Please help: LSTM input/output dimensions

vdw · July 16, 2020, 11:54pm

OK, so you’re doing basic time series analysis. In this case, input_size=1, of course.

Before replying to your specific questions, just some general comments:

Try not to think too much of row or column vectors. Once you have tensors with more than 2 dimensions (i.e., a matrix), the notions of rows, columns, etc. get quickly confusing. Think about of dimensions and their order.
Network layers only throw an error if the shape of the input is not correct. However, just because the input shape is correct, doesn’t mean that the input itself is correct. Please have a look at a previous post of mine where I outline some pitfalls of view() and reshape(). For example, the line x = x.view(1, len(x), 1) should be fine since you only have 1 sequence in your batch and input_size=1.

I’m providing one sequence of 12 data points. That means my batch size is one, correct?

Yes! It’s only a bit unintuitive why the shape of the original x is (12, 1), since the batch size usually comes first. But I assume that’s just the result of your get_targets() method.

If I wanted to provide the network two sequences at a time, I’d need to shape my input to (2, 12, 1). Does this mean a batch is defined as a set of column vectors, where each sequence is a column?

Yes! This needs to be the resulting shape. But again, be careful how you get to this shape without messing up your batch tensor; see link above.

If I wanted to have a batches with two sequences, each one containing two variables per point in time, I’d have to change my shape to (2, 12, 2). Is that correct?

Yes! (same comment as above). I would only change the phrasing a bit: the batch contains 2 sequences, each sequence contains 12 data points, and each data point has 2 features (or, is represented by a 2-dim (feature) vector). The term “variable” does fit here.

Going back to the data output from the forward pass above. The LSTM layer outputs a tensor of size (1, 12, 3). It’s basically a tensor containing 3 columns. What does each column represent? What does each element of a given column represent?

Don’t think for rows or columns. The output of an LSTM gives you the hidden states for each data point in a sequence, for all sequences in a batch. You only have 1 sequence, it comes with 12 data points, each data point has 3 features (since this is the size of the LSTM layer). Maybe this image helps a bit:

In your case, you have h_1 to h_12 since you have 12 data points, and each h_i is a vector with 3 features.

I need to “flatten” the output tensor before I can feed it to my fully connected layer. Have I done so correctly?
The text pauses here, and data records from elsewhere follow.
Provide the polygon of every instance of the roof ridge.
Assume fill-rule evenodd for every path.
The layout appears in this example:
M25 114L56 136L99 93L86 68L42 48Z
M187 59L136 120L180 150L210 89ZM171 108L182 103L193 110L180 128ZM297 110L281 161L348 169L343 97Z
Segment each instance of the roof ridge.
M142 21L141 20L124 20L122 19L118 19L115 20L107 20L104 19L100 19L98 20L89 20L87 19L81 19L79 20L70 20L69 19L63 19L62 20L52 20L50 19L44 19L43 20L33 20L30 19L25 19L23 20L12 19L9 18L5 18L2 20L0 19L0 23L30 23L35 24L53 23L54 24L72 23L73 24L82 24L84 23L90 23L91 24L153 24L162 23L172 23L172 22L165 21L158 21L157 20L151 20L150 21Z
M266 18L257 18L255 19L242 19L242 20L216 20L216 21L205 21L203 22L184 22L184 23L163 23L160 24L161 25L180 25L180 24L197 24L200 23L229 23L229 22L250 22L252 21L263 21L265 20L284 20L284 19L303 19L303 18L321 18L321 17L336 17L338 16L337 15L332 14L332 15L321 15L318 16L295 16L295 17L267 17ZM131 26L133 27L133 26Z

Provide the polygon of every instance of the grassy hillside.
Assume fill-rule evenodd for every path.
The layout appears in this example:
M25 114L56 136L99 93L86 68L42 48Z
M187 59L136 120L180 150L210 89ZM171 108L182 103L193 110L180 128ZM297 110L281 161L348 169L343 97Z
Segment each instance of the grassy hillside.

No! The linear layer expects an input shape of (batch_size, "something"). Since your batch size is 1, out after flattening need to be of shape (1, "something"), but you have (12, "something"). Note that self.fc doesn’t care, it just sees a batch of size 12 and does process it. In your simple case, a quick fix would be out = out.view(1, -1)

The output of the fully connected layer is essentially a column vector. I specified that my output be of size 1, but I got back 12. I think this means that each element of my 12 point sequence gets run through the layers individually. That makes me think that each element of this output is simply the predicted “next step” for that point in the sequence, but I don’t know. What does each element of this column vector mean?

Once you fixed the flattening, self.fc will return an output of size 1. Through the incorrect flattening to created a batch of size 12.

If I am correct about #6, why does the author of this code only have a singleton label for each 12 point sequence? See the function “get_targets”.

Same issue: you’re flattening is off.